Effects of interaction on an adiabatic quantum electron pump

We study the effects of inter-electron interactions on the charge pumped through an adiabatic quantum electron pump. The pumping is through a system of barriers, whose heights are deformed adiabatically. (Weak) interaction effects are introduced through a renormalisation group flow of the scattering matrices and the pumped charge is shown to {\it always} approach a quantised value at low temperatures or long length scales. The maximum value of the pumped charge is set by the number of barriers and is given by $Q_{\rm max} = n_b -1$. The correlation between the transmission and the charge pumped is studied by seeing how much of the transmission is enclosed by the pumping contour.
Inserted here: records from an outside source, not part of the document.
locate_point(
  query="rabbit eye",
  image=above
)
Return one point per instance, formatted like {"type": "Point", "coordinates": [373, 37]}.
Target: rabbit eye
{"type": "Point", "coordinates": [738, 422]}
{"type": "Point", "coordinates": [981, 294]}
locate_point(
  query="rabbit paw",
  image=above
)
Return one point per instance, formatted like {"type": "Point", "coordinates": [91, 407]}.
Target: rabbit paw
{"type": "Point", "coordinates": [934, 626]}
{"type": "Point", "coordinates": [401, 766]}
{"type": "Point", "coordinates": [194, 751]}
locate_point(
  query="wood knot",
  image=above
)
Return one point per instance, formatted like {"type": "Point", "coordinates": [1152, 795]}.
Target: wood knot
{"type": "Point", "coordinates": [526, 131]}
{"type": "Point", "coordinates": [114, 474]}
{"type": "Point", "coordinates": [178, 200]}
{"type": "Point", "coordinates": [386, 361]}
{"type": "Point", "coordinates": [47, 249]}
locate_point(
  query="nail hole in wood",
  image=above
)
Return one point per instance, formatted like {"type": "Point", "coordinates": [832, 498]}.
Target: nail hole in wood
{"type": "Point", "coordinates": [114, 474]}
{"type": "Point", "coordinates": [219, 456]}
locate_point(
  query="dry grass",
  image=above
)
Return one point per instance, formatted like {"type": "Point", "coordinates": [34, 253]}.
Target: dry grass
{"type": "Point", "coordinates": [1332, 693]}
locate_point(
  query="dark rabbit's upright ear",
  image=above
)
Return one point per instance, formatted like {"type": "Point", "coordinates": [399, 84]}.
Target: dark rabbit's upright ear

The (integer) value of the pumped charge at low temperatures is determined by the number of transmission maxima enclosed by the pumping contour. The dissipation at finite temperatures leading to the non-quantised values of the pumped charge scales as a power law with the temperature ($Q-Q_{\rm int} \propto T^{2\alpha}$), or with the system size ($Q-Q_{\rm int} \propto L_s^{-2\alpha}$), where $\alpha$ is a measure of the interactions and vanishes at $T=0 ~(L_s=\infty)$. For a double barrier system, our result agrees with the quantisation of pumped charge seen in Luttinger liquids.